The latest Climate Council report notes that the bushfires, which are part of the continent’s ecology, have become more frequent and more severe. The results are poor air quality, property damage, and the loss of human life. But the fires aren’t just impacting the people of Australia — animals are being chased from their homes, and that’s something Leila Jeffreys, an Australian bird photographer and advocate, has dedicated her work to.

Her latest exhibit, “High Society” at Olsen Gruin Gallery in New York City, showcases the creatures Jeffreys loves so much. Typically, she works with wild birds — many of whom have been rescued from bushfires — but for this exhibit, she chose to focus on the budgerigar, or parakeet, a species that can still be found in the wild but has been domesticated. Jeffreys’ large-scale portraits zoom in on one or several birds, showing off their eye-catching coloring and distinct personalities.

Credit: Leila Jeffreys
Credit: Leila Jeffreys

“Once you spend time with birds you start to see that there are incredible characters there. Once you start spending time with them you can see that personality and all of that comes out through the portraiture work,” Jeffreys told Travel + Leisure.

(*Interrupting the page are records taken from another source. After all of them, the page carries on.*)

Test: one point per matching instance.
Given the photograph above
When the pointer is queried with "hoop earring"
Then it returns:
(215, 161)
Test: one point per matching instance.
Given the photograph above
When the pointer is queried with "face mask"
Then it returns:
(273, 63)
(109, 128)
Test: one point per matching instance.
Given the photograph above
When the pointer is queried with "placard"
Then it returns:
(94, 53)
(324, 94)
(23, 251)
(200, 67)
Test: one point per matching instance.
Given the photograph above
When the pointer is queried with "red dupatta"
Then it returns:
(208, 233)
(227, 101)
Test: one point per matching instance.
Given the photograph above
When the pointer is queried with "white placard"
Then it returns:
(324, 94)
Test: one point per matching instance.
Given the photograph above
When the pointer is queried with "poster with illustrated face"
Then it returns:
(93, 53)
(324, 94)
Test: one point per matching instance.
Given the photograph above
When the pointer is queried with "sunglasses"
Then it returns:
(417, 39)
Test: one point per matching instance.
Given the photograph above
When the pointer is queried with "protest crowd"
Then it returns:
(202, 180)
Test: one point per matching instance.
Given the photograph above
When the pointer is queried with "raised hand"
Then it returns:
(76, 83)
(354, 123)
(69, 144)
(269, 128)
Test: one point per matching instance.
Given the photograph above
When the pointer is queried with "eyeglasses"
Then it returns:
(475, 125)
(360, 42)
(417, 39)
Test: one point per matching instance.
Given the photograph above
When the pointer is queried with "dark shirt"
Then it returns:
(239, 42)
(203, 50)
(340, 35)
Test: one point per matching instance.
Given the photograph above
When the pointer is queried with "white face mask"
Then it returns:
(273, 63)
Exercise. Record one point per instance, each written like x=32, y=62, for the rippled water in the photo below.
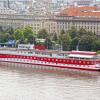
x=22, y=83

In addition to portraits, Jeffreys also captures small flocks perched in a tree. Her exhibit draws parallels between the human world and other, often forgotten societies — like complex bird communities and the distinct personalities found within them.

“When you work with a flock of birds you realize that the flock is like a society,” said Jeffreys.

Credit: Leila Jeffreys
Credit: Leila Jeffreys

“We should celebrate them and love them and protect them. The idea is to get out of our human-obsessive world and look at other societies that live among us.”

The characters and communities she captures speak to the dynamics of a flock and, on a larger scale, to the dynamic between all living things — including bushfires, which bring both destruction and new life. Two pieces in High Society, “Charcoal and Ash” and “Revival,” were inspired by the bushfire cycle. In the former, a flock of shockingly-white parakeets perch on a burnt tree, while in the second, the birds are captured exploding off a living tree, representing renewal.

Credit: Leila Jeffreys

Jeffreys exhibit will be at Olsen Gruin Gallery until Jan. 19, 2020.

To directly help the birds displaced and injured in Australian bushfires, Jeffreys recommends donating to organizations that not only provide critical response, but work on long term projects to save Australia’s land and animals. Here are three she says are especially worth supporting.

Credit: Leila Jeffreys

BirdLife Australia

They send in a fire emergency team as soon as it’s safe to check for birds and they manage habitat refuges that keeps moisture in the soil so the habitats are more fire resistant and helps with regeneration after a fire,” said Jeffreys.

Bush Heritage

“One of the most important ways to mitigate climate change is by reducing land clearing and reforesting the land. Trees are our lungs to the planet and cool the planet. They buy and manage land and partner with Aboriginal people to conserve our natural landscapes and wildlife,” she added.

Taronga Zoo

They are world leaders in what a modern day zoo should be. I’ve worked out of their vet centre where so much injured wildlife is brought in and cared for,” said Jeffreys. “For critical response to the fires they send emergency relief funds to organizations like Port Macquarie Koala Hospital and then work on longer term projects with scientists to rehabilitate land and save vulnerable wildlife.”